The second author of the evening was Dr. Kristin B. Waters, Professor of Philosophy at Worcester State University. She began by thanking WWHP and saying, “I feel honored to be here; it’s like a family.” Dr. Waters recalled organizing a panel on Black Women’s Activism at WOMEN 2000. She also thanked the other two authors and her co-editor, Carol Conaway. Dr. Waters mentioned that she feels fortunate to have grown up during the second wave of feminism, “…to make sure previously obscure women wouldn’t fade into obscurity.” She also became interested in Black activism. Her first book was called Black Women’s Intellectual Traditions, for which she and Carol Conaway won an award in 2007.

She then showed a PowerPoint presentation about this book and the African American women included. Dr. Waters called these women “19th Century Theorists.” These women were writers and activists who, sadly, most people are not familiar with. One woman highlighted in the PowerPoint was Maria W. Stewart, who lived in Boston and was involved in the African Meeting House, which just reopened in January 2012 and is home to the Museum of African American History. Maria W. Stewart was the first woman to speak out in public in the United States. She delivered a speech at the African Meeting House in 1831 on the topic of the hypocrisy of White Americans and how the hypocrisy of White Christianity was being used to shore up a slave society. Dr. Waters also mentioned that she is currently working on a second book, which is about women abolitionists.

The third author to speak was Dr. Kristen P. Williams, Professor of Political Science at Clark University. She began by mentioning that International Relations is her specialty. Her first book, co-authored with Joyce Kaufman, is titled Women, the State, and War, which looks at case studies of war’s effects on women, marriage, and citizenship. However, after the first book, Dr. Williams still had questions about women’s activism during times of conflict, particularly since women historically haven’t had a voice in the political process. This led Dr. Williams to co-author a second book with Joyce Kaufman, entitled Women and War. This book was the subject of her talk at WOMEN IN PRINT. The central question of the book is: “What happened to the women during conflict?” According to Dr. Williams, women are always involved in war, regardless of whether they have a voice in the political process. They both support and oppose war in the role of mothers, by fighting in wars, by being involved in the peace process, and coming across the lines to help women living in a war zone. Women can be “both agents and victims of war.” Dr. Williams is currently working on a third book, entitled Challenging Gender Norms, due to be published in 2013. She also contributed to an edited volume:  Beyond Great Powers.

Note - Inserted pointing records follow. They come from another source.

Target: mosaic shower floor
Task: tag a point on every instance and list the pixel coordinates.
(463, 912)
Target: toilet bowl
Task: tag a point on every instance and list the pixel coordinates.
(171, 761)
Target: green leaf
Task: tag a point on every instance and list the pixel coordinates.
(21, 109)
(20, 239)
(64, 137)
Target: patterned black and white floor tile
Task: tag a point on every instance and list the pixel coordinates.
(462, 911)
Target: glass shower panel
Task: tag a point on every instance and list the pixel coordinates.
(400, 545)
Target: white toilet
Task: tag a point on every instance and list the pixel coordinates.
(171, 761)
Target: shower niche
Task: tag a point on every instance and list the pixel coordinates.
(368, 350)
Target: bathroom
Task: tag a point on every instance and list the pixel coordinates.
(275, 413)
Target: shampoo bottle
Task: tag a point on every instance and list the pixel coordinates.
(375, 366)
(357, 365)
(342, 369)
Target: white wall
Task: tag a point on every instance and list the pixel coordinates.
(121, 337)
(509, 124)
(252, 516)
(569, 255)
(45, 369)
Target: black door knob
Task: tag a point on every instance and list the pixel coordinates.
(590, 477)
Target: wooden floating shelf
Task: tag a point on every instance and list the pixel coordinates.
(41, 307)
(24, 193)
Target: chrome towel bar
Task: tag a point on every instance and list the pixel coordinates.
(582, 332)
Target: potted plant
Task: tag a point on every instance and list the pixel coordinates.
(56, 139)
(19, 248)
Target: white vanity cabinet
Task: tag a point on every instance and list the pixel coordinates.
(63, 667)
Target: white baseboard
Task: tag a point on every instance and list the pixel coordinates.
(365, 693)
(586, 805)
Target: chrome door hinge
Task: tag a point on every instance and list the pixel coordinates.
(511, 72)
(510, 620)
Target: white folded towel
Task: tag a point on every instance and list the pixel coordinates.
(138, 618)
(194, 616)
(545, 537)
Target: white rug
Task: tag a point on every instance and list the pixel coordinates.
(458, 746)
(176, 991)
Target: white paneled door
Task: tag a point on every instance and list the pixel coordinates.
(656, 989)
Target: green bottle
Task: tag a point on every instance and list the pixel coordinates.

Following Dr. Williams’ talk, Dianne Bruce returned to the podium to invite the audience to ask questions. At this time, I was reflecting upon the fact that all three authors are committed through their writing to giving a voice to the marginalized: European Jewish people during the holocaust, African American women, and women during war. Ms. Bruce closed by thanking the three authors by giving each one a WWHP membership and a copy of Voices of Worcester Women. The evening finished with an opportunity to enjoy refreshments provided by the Events Committee and to talk with the three authors. As always, WOMEN IN PRINT proved to be enjoyable and informative.